Nightclub in Moscow, Russia

Central Station (Центральная Станция) is a nightclub (formerly a gay club) in Moscow, Russia. It had a venue in Saint Petersburg, but it was closed after the Supreme Court of Russia designated the "international LGBT movement" as "extremist".

==Moscow==
Central Station was the largest gay bar and night club in Moscow, Russia. Before 2014 the club was located in the several places in the center of Moscow, but closed in March 2014 in part due to a series of violent attacks, which included a shooting, gas and water attacks. It was later re-opened at a new location.
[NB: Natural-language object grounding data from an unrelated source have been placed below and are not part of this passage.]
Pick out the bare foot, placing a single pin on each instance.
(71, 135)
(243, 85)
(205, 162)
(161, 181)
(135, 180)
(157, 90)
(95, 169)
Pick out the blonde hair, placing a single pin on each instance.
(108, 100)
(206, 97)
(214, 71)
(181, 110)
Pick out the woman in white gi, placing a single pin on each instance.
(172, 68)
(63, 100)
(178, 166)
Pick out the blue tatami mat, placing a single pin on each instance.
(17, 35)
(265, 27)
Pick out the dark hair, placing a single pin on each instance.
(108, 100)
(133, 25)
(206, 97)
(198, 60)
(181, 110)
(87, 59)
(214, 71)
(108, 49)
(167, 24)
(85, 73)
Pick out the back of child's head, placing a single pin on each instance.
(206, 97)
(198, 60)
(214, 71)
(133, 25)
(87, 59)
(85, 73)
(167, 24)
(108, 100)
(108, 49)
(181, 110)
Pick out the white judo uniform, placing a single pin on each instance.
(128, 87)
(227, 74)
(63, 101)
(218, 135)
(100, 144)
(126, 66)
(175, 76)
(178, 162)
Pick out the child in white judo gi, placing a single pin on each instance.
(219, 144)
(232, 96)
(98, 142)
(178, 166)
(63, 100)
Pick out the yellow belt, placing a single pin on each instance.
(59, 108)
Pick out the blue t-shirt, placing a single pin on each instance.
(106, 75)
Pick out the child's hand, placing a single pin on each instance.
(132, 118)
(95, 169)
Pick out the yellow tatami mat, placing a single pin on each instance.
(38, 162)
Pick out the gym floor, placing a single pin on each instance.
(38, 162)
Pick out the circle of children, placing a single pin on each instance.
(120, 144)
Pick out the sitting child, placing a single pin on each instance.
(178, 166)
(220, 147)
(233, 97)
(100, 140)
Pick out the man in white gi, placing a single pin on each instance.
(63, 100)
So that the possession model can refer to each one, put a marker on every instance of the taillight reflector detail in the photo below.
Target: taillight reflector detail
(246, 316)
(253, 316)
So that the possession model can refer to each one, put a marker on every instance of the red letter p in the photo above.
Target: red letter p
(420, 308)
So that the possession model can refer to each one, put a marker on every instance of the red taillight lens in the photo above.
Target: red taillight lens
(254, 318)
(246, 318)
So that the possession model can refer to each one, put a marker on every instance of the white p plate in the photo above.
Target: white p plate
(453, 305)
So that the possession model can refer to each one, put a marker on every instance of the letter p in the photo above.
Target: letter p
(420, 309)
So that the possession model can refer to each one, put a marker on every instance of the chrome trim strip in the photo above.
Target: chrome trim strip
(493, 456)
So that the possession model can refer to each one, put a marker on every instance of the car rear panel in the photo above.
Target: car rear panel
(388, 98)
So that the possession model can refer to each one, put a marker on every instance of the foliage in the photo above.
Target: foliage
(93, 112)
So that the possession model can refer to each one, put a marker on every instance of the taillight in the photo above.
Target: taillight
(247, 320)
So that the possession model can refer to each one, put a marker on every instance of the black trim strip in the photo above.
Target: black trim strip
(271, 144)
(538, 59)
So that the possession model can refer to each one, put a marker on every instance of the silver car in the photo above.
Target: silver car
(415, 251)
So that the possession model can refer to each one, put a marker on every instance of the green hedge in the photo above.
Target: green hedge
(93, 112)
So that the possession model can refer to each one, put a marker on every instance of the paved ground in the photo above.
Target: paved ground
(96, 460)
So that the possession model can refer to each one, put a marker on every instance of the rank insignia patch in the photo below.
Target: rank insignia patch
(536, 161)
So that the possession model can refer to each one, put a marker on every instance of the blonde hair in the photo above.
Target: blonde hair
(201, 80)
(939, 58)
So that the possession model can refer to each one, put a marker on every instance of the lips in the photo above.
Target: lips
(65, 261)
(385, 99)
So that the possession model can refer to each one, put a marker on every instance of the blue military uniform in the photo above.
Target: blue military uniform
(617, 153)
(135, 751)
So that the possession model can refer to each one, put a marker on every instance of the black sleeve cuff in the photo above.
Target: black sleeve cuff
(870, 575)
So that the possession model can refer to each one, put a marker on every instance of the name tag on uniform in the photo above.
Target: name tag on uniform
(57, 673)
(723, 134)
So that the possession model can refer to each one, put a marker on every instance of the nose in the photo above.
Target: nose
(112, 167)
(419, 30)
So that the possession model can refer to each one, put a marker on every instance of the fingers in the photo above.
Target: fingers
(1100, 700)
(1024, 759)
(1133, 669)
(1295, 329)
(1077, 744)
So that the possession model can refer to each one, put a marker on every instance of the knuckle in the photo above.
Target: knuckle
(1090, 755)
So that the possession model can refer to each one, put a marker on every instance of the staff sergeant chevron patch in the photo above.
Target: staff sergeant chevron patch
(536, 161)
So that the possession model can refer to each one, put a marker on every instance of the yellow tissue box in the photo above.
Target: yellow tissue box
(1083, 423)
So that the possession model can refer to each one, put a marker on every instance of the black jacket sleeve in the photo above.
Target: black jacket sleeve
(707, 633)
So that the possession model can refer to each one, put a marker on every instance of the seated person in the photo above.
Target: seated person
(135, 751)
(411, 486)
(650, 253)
Central Station is open daily from 10pm until the morning. The entrance is free for both men and women on most days, but a cover charge may exist at weekends and some other days. It has two halls dance floors and three bars; the larger hall has a gallery and a lounge area with a dark labyrinth. The club also has a fenced summer terrace outside with a separate bar. Central Station was known for its colorful drag shows and the afterparty, which were held on Saturdays and Sundays. There is face control.

Central Station in Moscow was raided by authorities in an anti-LGBTQ+ crackdown in 2024, and over 50 people were detained.

==Saint-Petersburg==
Central Station was the biggest gay bar and nightclub in Saint-Petersburg. It was branch of the Moscow club. The bar was open daily from 10pm until the morning. The entrance was restricted for women on most days and there was tight face control. Central Station had several bars situated on three floors, a restaurant with karaoke, a dance floor, a lounge area and a dark labyrinth. There was an after-party on Saturdays and Sundays.

There was also companion sauna called Voda located in the same building. Central Station held a regular cruising party called Hunters Party. Following the Supreme Court of Russia designating the "international LGBT movement" as an "extremist" organization in 2023, Central Station in Saint Petersburg was closed.